The obstacle we're talking about today is consistency, especially visual consistency. It is an essential part of your brand, and it’s important to keep this in mind for your newsletter strategy.
Every time you have contact with your target audience (this is called a touchpoint in marketing land), your potential reader makes a split-second Yes/No/Later decision.
“Later” can often mean never, so it’s important to help your reader say “Yes” at every touchpoint. We’ll talk more on this in a couple weeks.
- When a potential reader picks up your book at a retail store, they make a decision. Yes, No, or Later (Not Now).
- When a potential reader comes across a social media post inviting them to subscribe to your newsletter, they make a decision. Yes, No, or Later (Not Now).
At all these possible touchpoints, potential readers are making super quick decisions. Will they follow through with the action you want them to take? (Buy, subscribe, review, share?)
Anything that hinders a successful follow-through is an obstacle.
The more you can eliminate obstacles, the easier it is for potential readers to say Yes to whatever you’re offering.
Think of these obstacles as STOP signs. They cause your audience to hit the brakes.
Visual inconsistency is a STOP sign.
If you go to the store and see a Coca-Cola bottle with a different logo, you STOP. This is NOT the scripty font recognized around the world.
What is this? How is this different than regular-logo Coke? Is this really a Coca-Cola product? Or a knockoff? Can I trust this?
While your brand may not carry the weight of Coca-Cola, the same principle is in operation when your target audience comes across your brand.

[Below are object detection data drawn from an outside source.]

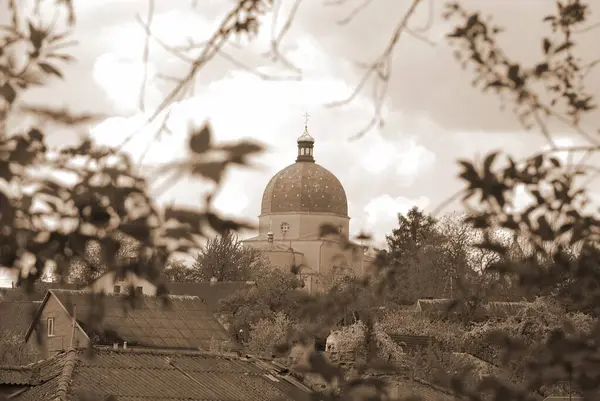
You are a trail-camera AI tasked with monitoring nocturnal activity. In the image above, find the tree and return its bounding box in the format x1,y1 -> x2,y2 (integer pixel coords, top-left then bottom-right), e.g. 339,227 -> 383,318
163,259 -> 194,283
190,231 -> 268,281
0,0 -> 600,400
219,266 -> 308,340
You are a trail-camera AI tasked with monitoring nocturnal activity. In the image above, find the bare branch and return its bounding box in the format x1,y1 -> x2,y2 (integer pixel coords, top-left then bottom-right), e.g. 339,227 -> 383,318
325,0 -> 422,139
139,0 -> 154,111
337,0 -> 373,25
571,22 -> 600,33
267,0 -> 302,74
406,28 -> 438,47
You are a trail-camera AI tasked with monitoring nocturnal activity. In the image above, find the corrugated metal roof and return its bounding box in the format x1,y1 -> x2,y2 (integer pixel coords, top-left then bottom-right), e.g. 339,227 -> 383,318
8,349 -> 309,401
50,290 -> 231,349
0,301 -> 41,336
167,281 -> 256,311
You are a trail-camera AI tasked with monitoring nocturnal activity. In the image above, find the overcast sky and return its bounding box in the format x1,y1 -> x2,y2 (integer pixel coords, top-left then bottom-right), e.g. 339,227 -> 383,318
3,0 -> 600,272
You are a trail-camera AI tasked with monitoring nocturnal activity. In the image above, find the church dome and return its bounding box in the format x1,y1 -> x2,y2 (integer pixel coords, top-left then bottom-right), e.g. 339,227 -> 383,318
261,128 -> 348,217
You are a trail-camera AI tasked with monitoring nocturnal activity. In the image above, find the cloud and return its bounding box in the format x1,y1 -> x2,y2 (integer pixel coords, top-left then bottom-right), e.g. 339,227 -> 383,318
359,133 -> 436,186
93,53 -> 162,113
86,13 -> 435,245
362,194 -> 430,245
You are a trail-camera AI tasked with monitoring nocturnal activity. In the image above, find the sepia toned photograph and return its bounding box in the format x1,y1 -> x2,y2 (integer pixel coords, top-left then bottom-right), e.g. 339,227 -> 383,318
0,0 -> 600,401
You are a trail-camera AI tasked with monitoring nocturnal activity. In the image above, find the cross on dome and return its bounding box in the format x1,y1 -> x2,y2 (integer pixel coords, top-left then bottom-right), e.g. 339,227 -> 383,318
296,112 -> 315,163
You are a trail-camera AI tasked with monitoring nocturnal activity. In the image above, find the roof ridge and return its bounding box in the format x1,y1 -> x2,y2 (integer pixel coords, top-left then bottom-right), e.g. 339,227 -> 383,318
48,288 -> 200,299
94,346 -> 240,359
54,348 -> 77,401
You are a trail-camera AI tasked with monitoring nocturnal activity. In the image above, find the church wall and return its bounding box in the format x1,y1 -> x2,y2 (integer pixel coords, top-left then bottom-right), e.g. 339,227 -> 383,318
258,212 -> 350,240
320,241 -> 364,285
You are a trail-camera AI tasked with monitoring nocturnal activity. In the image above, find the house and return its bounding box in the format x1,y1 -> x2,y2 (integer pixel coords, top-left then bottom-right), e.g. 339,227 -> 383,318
83,270 -> 156,295
415,299 -> 529,318
0,281 -> 78,301
25,290 -> 235,354
0,301 -> 41,338
388,333 -> 433,352
0,348 -> 311,401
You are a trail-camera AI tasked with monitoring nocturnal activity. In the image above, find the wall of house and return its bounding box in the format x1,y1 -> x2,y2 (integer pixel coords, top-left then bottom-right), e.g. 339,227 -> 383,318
86,272 -> 156,296
258,212 -> 350,240
27,296 -> 88,355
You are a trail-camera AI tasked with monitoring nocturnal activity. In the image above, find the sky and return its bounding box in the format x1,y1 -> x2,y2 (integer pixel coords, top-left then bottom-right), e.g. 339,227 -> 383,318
1,0 -> 600,288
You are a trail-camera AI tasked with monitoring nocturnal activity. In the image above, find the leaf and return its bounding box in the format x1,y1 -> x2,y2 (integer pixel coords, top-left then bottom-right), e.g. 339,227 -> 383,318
483,151 -> 500,173
319,223 -> 340,237
508,64 -> 521,82
554,41 -> 575,53
0,82 -> 17,104
28,21 -> 46,49
38,63 -> 64,78
486,80 -> 506,89
206,213 -> 252,235
46,53 -> 75,61
534,63 -> 548,77
165,207 -> 206,230
190,124 -> 212,154
356,232 -> 372,241
537,216 -> 554,241
542,38 -> 552,54
191,161 -> 227,183
220,141 -> 264,164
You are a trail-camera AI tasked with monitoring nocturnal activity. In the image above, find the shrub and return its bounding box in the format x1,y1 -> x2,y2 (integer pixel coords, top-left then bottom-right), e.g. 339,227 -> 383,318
248,312 -> 294,354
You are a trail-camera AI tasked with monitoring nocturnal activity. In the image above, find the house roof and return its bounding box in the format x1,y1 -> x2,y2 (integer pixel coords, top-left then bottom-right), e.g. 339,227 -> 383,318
416,299 -> 528,317
396,380 -> 458,401
0,348 -> 310,401
2,281 -> 78,301
388,333 -> 433,350
26,290 -> 236,349
167,281 -> 256,311
0,301 -> 41,336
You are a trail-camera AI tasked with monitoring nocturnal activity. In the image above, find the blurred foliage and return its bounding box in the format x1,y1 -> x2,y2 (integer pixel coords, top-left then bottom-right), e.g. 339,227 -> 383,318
0,0 -> 600,401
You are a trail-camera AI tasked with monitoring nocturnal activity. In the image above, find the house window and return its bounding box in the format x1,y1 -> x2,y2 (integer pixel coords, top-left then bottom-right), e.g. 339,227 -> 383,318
46,317 -> 54,337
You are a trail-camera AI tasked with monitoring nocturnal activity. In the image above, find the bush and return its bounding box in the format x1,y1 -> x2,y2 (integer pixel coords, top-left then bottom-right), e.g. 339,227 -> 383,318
248,312 -> 294,354
378,311 -> 465,350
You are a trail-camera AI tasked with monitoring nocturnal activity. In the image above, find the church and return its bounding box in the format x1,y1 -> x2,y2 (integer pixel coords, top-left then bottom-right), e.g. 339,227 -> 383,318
244,120 -> 373,293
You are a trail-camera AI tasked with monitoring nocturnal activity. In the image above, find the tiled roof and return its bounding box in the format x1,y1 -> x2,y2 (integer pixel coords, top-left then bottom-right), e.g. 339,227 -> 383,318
31,290 -> 231,349
388,333 -> 433,350
167,281 -> 255,311
417,299 -> 528,317
0,301 -> 41,337
8,349 -> 309,401
394,380 -> 458,401
0,353 -> 72,386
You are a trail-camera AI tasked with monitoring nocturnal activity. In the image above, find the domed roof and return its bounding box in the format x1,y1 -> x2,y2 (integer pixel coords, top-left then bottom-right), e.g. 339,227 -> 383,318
261,161 -> 348,217
261,128 -> 348,217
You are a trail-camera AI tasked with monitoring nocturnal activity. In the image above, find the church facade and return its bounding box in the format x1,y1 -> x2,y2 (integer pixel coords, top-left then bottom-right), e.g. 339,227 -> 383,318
244,126 -> 372,293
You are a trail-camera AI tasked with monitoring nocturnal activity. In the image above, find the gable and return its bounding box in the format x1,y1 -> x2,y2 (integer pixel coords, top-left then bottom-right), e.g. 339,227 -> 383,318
0,301 -> 41,338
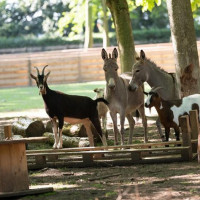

Inconsistency will make them STOP and question.
What This Means for Your Newsletter
Applying this to your newsletter, your subscriber invites, ads, landing pages, subscriber forms, and newsletters should all be visually consistent. You are taking your potential reader by the hand, walking them through each touchpoint. At every point, you want to assure them with a consistent visual experience. Especially online, when people have their guard up.
By keeping your design elements consistent with every contact point, you are affirming, Yes, this the way. You can safely take the next step.
Am I exaggerating the impact of visual design? How important is it, really?
Remember, these Yes/No/Later decisions happen in an instant.
How many decisions do you make every day? More than you think. Every email in your inbox calls for a decision: Ignore/Delete/Read now/Flag for later. And that’s just your inbox.
You make decisions online all day:
- Should you click on a Facebook post to read an article?
- Should you click to watch the video?
- Should you tap that photo to enlarge it?
How much time do you spend on each of these micro-decisions? Minutes? (You’d never get anything done!) You decide in seconds, sometimes fractions of a second.
Your target audience is making hundreds (thousands?) of decisions each day too. We’ve all developed a filtering system for our own sanity. We don’t have time to labor over every small decision, so we simply ignore much of it. It never makes it past The Filter.